A detailed analysis of OCX operator workloads showed that operations loading should remain less than 75 percent, even with the newly integrated missions of the GPSOC: Launch, Anomaly, and Disposal Operations (LADO); Navigation Warfare (NavWar); and increased net-centric services and information provision to users. In addition to personnel efficiencies, OCX saves money by integrating these additional systems into a single flexible, componentized services-oriented architecture that provides easy technology upgrade.
Updated Dataset. OCX will bring better situational awareness to all GPS users. A robust and rapidly updated information set is expected to become available publically, both directly from OCX and through the Coast Guard Navigation Center (NavCen). This information set will include more detailed constellation, coverage, DOP, accuracy, and planned schedule information than is currently available. The new information will allow users to more effectively plan their missions based on expected GPS performance and that of GPS combined with other navigation and augmentation systems.

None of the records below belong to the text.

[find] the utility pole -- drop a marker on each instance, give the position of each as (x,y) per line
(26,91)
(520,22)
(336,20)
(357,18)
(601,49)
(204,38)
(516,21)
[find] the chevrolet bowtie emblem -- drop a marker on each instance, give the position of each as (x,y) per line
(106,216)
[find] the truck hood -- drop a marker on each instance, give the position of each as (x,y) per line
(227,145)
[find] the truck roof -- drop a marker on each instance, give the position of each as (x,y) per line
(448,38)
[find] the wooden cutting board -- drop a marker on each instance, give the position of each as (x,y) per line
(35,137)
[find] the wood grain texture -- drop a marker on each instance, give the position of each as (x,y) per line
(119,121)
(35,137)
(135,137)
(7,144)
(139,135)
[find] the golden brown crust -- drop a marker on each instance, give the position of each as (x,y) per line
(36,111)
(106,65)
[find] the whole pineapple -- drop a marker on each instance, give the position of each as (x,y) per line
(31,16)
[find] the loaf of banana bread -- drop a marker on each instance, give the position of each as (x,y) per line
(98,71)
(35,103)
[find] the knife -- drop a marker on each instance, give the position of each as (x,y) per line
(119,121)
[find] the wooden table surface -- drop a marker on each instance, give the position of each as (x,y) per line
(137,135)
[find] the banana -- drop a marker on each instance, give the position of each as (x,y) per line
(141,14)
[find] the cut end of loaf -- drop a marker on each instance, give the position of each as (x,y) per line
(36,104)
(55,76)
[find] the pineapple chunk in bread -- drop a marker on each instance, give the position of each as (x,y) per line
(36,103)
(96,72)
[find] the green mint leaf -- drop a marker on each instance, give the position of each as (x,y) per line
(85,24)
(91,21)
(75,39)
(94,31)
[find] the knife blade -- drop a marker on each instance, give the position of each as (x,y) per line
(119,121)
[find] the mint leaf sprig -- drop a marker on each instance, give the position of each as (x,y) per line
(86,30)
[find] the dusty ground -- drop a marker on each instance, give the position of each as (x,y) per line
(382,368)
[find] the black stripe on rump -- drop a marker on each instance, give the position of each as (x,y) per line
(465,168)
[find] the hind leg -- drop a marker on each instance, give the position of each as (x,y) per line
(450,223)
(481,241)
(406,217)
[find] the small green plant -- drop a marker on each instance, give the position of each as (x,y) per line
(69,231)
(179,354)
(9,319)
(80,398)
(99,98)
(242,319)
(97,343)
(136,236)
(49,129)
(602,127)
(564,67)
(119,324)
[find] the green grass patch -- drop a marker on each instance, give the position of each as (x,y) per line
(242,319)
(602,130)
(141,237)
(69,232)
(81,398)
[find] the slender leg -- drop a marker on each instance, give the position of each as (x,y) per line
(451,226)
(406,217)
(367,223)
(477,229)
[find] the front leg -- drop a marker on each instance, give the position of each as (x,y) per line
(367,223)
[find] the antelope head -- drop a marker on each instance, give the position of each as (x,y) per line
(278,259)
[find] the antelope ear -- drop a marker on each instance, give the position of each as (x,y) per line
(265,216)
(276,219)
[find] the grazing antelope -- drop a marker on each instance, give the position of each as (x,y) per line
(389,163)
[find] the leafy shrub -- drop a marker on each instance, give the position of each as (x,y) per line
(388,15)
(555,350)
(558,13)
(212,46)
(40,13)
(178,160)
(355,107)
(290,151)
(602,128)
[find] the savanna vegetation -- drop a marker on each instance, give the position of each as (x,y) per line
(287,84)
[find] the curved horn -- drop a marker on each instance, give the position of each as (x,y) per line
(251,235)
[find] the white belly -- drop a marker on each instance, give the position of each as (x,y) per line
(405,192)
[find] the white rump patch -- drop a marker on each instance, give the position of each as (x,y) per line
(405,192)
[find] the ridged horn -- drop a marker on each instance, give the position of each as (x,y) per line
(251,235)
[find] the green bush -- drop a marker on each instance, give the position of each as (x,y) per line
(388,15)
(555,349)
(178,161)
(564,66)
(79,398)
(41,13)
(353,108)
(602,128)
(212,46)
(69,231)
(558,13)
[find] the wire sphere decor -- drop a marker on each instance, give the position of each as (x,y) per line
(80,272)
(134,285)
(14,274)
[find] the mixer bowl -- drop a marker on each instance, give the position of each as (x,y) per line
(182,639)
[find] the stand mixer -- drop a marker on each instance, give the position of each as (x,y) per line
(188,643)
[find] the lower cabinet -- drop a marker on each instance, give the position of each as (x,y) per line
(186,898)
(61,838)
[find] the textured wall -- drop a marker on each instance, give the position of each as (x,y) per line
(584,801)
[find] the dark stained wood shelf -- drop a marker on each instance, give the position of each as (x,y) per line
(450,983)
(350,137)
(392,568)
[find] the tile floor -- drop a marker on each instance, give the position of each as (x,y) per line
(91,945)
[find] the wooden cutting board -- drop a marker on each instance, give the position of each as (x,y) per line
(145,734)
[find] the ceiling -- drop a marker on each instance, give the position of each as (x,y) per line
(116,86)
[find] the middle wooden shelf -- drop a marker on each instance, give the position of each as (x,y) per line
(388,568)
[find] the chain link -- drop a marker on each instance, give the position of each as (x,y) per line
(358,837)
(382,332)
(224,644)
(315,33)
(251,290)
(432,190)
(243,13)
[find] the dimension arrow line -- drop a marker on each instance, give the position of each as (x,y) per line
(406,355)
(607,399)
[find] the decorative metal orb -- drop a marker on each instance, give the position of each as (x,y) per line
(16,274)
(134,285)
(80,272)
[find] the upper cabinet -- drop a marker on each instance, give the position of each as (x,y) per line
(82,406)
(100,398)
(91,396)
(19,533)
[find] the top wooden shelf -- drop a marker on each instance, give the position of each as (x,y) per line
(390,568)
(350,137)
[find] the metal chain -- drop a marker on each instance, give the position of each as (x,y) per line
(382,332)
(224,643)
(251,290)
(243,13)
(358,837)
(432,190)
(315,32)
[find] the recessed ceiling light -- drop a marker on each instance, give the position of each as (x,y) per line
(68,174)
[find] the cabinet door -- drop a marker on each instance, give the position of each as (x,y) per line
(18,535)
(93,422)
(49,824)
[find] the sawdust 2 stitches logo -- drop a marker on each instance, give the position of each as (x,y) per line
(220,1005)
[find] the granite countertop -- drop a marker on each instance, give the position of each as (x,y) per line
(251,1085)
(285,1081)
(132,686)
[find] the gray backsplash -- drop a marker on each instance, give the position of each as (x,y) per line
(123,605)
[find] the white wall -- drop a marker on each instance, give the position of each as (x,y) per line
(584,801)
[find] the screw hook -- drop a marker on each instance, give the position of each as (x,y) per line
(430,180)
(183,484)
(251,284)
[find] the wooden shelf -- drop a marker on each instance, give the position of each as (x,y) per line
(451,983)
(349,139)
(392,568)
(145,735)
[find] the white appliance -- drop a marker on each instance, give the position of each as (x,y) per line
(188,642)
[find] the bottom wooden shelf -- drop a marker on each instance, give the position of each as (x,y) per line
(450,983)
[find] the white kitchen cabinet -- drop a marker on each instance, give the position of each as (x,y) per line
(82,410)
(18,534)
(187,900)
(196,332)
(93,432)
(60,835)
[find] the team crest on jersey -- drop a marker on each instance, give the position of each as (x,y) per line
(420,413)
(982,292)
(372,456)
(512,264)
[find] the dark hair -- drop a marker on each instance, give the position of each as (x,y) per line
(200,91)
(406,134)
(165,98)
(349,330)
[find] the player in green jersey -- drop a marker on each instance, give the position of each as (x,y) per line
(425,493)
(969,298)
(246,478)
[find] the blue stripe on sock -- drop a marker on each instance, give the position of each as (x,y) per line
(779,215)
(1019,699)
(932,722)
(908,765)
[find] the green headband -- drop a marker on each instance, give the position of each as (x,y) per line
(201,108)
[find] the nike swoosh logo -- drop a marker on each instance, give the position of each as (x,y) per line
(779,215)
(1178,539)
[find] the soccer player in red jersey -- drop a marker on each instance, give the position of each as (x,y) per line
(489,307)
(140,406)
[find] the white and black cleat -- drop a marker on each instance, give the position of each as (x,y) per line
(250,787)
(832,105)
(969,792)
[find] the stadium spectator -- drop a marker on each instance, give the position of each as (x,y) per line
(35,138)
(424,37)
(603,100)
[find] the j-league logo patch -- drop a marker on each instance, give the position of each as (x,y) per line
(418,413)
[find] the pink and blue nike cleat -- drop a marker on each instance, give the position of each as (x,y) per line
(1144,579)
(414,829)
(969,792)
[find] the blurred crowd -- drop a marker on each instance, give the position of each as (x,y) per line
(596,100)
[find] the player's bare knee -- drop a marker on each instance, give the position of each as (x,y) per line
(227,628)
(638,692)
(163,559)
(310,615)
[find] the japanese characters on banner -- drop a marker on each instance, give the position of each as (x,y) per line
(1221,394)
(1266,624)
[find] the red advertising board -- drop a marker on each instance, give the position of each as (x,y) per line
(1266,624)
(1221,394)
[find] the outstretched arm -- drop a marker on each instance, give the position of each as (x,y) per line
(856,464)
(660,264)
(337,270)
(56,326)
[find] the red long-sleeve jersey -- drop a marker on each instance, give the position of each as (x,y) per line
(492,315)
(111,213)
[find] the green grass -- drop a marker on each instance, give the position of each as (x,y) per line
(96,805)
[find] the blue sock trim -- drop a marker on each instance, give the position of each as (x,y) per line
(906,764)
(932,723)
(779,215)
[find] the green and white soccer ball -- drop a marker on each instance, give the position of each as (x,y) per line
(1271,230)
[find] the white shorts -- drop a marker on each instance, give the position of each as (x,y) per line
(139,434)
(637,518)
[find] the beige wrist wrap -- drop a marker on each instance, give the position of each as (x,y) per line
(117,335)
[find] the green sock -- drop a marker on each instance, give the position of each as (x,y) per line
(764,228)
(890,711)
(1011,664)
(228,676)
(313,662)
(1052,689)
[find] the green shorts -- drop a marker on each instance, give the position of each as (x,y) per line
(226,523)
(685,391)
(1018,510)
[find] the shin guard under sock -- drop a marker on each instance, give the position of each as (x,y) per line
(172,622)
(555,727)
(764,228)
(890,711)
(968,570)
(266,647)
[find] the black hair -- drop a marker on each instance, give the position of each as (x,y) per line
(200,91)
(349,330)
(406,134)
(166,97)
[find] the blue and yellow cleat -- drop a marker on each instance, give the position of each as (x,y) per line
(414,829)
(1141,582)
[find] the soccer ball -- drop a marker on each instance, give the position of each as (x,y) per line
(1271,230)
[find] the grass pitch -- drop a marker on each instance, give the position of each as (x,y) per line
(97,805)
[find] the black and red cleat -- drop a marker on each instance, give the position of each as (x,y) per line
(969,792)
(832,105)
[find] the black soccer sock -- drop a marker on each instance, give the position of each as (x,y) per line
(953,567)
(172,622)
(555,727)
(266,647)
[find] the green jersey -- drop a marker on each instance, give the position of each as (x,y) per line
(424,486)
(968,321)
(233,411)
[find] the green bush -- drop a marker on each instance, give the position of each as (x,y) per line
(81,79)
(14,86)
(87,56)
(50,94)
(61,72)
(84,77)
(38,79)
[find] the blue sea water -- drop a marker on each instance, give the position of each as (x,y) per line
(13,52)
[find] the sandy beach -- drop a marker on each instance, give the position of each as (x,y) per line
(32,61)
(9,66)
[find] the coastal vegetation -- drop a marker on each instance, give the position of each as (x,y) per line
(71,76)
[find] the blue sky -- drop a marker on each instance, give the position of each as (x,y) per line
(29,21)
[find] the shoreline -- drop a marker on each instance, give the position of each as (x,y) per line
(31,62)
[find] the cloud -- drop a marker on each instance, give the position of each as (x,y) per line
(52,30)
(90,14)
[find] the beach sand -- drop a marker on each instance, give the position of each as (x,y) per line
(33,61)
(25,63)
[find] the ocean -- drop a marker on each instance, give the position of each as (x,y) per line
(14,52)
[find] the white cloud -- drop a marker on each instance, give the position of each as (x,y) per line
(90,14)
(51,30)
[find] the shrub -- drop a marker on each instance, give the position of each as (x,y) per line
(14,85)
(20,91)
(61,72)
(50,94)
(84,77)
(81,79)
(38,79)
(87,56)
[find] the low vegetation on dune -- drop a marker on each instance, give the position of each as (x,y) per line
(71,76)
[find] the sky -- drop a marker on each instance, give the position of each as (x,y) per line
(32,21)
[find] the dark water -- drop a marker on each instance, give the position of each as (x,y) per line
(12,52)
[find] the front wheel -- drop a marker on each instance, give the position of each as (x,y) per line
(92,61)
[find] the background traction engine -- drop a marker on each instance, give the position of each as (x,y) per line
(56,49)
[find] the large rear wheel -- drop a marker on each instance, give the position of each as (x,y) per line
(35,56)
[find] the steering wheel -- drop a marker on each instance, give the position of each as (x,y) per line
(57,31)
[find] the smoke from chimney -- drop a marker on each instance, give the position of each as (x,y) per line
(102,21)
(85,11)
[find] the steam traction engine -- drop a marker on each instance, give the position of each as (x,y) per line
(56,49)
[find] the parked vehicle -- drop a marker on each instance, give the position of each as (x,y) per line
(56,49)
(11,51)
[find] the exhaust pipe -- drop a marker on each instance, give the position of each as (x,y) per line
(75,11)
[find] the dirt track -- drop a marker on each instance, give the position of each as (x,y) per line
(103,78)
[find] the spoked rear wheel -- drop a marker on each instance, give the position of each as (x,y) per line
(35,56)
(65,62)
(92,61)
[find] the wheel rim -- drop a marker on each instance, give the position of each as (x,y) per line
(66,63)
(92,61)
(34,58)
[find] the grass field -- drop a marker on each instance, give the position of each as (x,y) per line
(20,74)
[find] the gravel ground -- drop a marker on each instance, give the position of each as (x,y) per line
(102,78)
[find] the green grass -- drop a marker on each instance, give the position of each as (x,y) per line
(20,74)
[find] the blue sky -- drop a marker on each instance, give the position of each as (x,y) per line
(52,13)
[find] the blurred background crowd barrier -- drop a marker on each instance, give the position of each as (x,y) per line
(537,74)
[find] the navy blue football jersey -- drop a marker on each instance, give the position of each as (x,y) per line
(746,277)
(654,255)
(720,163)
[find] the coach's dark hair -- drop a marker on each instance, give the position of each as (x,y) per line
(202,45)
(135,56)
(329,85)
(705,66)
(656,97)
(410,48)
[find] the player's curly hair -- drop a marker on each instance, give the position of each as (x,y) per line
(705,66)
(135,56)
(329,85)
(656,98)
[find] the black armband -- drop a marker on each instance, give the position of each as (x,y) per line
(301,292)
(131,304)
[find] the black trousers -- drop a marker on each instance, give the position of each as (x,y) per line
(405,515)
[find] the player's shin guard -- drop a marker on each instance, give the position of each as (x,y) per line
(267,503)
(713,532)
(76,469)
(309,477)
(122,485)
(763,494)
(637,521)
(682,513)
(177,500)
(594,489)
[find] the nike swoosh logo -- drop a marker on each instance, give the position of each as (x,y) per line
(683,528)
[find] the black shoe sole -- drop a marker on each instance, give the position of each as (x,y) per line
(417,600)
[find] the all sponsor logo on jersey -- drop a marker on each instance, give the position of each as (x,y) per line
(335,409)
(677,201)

As part of the block upgrade approach for GPS III, performance will improve even further as the first eight GPS IIIB satellites are launched and set healthy. The GPS IIIBs will have high-speed ground and crosslink communications. This capability will greatly reduce the age of GPS navigation data from today’s 13-hour average to between 15 and 75 minutes. Navigation errors due to clock age of data effects will be mostly eliminated, greatly improving performance for all users and applications.
Constant Contact. The Control Segment will have continuous access to every GPS IIIB satellite (compared to one or two contacts per day), providing operators continuous access to telemetry to help detect potential impending problems. Instead of learning about failures after the problem has occurred, operators will be able to better predict potentially hazardous situations and take corrective action before they impact navigation service. System accuracy, availability, integrity, and continuity will improve incrementally with every high-speed communications-capable satellite launched.
The OCX net-centric services will provide the public with more in-depth knowledge of Control Segment plans, performance, and operations, enabling better decision-making and the use of tighter performance tolerances.
OCX alone improves GPS accuracy, integrity, availability, and continuity. In combination with the high-speed communications of the GPS IIIB satellites, even greater improvements in accuracy, integrity, availability, and continuity of the system will be achieved.